# Training a model based on polynomial regression and then putting that into a linear regression, vs just using the linear regression

I'm doing some machine learning work in python with sklearn. Basically the problem is trying to predict how long an event will take based on 4 correlated pieces of data. What I've been doing is I have four polynomial regression trained on each piece of data respectively. Then I take the output of these polynomial regressions and train a linear regression based on that. Testing this against historically data has show that the two step process has about 10% less sum-squared-error than just using the linear regression. Should I not be doing it this way? What is the theory behind just using a one step process vs. using both steps?

• I agree with D.W.'s answer in that you should use what works, however I am inclined to disagree with your proposed two-step solution. The main reason being that it is likely just overfitting your data. When you say you take the "output" do you mean the predicted values? And then you refit a joint model using the predicted values against $y$? – Nicholas Mancuso Sep 9 '16 at 17:40

There's no one answer about how you should/shouldn't do it. There are two perspectives out there:

If it works, go for it. One perspective is: if it gives good results, that's all that matters. So, if you get more accurate regression, great for you. Try a bunch of approaches and pick whatever works best (taking care to avoid overfitting).

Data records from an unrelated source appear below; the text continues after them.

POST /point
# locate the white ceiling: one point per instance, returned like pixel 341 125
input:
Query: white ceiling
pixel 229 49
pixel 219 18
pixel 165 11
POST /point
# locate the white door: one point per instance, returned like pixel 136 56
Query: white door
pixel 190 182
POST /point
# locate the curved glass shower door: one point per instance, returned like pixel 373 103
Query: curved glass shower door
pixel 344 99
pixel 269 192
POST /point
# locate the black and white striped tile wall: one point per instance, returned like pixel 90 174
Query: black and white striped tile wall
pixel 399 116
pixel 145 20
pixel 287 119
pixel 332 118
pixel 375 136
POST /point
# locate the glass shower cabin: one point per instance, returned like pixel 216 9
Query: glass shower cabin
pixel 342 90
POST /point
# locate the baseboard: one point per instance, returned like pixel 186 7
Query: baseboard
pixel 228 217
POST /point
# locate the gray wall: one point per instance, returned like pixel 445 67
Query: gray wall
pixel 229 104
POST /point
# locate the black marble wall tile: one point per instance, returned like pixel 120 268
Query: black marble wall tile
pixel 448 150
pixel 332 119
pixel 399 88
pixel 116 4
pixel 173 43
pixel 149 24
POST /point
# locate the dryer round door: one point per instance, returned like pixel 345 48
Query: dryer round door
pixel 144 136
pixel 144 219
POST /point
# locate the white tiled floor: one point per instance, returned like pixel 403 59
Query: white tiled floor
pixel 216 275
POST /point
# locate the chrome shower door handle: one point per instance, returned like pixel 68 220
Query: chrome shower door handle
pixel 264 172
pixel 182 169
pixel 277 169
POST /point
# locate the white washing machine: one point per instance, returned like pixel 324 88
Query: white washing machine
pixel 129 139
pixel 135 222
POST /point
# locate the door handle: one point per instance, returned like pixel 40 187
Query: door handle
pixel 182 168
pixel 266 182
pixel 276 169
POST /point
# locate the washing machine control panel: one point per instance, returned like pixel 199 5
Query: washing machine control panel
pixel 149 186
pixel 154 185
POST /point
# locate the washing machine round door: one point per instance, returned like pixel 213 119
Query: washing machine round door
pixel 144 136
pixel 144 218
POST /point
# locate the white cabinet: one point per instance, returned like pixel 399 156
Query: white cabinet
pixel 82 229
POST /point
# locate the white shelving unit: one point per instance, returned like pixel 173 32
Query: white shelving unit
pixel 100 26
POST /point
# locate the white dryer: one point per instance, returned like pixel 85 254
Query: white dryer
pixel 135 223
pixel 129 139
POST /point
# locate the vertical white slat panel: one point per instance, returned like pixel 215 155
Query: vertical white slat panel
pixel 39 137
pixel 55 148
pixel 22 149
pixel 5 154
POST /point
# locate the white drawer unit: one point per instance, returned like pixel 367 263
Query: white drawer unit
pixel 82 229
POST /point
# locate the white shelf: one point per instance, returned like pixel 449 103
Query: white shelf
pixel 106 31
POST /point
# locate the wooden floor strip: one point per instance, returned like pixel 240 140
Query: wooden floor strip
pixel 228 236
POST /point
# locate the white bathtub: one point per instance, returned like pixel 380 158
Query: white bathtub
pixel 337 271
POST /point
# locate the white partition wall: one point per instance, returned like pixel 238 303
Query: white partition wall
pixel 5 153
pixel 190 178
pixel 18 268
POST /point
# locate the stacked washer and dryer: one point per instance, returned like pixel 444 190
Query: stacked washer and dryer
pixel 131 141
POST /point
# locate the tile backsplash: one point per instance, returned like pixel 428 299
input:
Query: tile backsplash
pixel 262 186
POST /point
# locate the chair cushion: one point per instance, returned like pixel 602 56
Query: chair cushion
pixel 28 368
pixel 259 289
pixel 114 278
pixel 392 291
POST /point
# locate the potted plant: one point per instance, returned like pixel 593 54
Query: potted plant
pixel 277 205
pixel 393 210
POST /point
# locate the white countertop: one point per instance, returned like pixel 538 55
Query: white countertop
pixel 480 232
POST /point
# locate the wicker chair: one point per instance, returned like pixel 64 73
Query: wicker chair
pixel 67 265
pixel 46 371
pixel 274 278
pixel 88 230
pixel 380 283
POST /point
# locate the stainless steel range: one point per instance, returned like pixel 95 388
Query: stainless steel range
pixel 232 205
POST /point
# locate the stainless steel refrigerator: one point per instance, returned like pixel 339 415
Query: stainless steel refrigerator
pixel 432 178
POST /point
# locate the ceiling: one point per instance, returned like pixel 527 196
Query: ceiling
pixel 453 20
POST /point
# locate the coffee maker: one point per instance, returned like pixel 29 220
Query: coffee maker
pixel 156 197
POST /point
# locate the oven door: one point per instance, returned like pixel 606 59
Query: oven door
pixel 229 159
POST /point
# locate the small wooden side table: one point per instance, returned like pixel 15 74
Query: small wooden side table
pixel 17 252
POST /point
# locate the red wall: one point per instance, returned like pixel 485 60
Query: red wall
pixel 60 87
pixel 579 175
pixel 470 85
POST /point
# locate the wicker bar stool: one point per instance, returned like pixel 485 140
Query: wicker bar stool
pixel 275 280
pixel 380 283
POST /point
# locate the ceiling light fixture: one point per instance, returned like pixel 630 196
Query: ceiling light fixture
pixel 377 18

Model the underlying phenomenom. The other perspective is: choose a model that represents how the underlying physical process works. So, from this perspective, we can't say what you should do, since you haven't told us how the underlying process works; we have no basis for evaluating whether that's a reasonable way to model reality.

There are many possible models one could imagine that map 4 continuous features $x_1,x_2,x_3,x_4$ to a continuous output $y$. You could use linear regression:

$$y = a_1 x_1 + a_2 x_2 + a_3 x_3 + a_4 x_4 + b$$

Or you could use polynomial regression:

$$y = p(x_1,x_2,x_3,x_4)$$

where $p(\cdot)$ is some multivariate polynomial in 4 variables with degree at most $d$ (for some $d$ you choose). Or you could use what you're doing:

$$y = a_1 p_1(x_1) + a_2 p_2(x_2) + a_3 p_3(x_3) + a_4 p_4(x_4) + b$$

where $p_1(\cdot),\dots,p_4(\cdot)$ are univariate polynomials with degree at most $d$.

Or you could fit some other nonlinear function (see nonlinear regression), or fit a piecewise linear function, or use cubic splines, or use kernel smoothing or LOESS regression (see local regression). There are so many options. We can't tell you which to use from the information you've provided.

Advice. Usually, a good rule of thumb is that if you understand the underlying process well, use a model that matches the underlying reality. If you don't know the underlying process, try multiple approaches and see which works best (using cross-validation to avoid overfitting).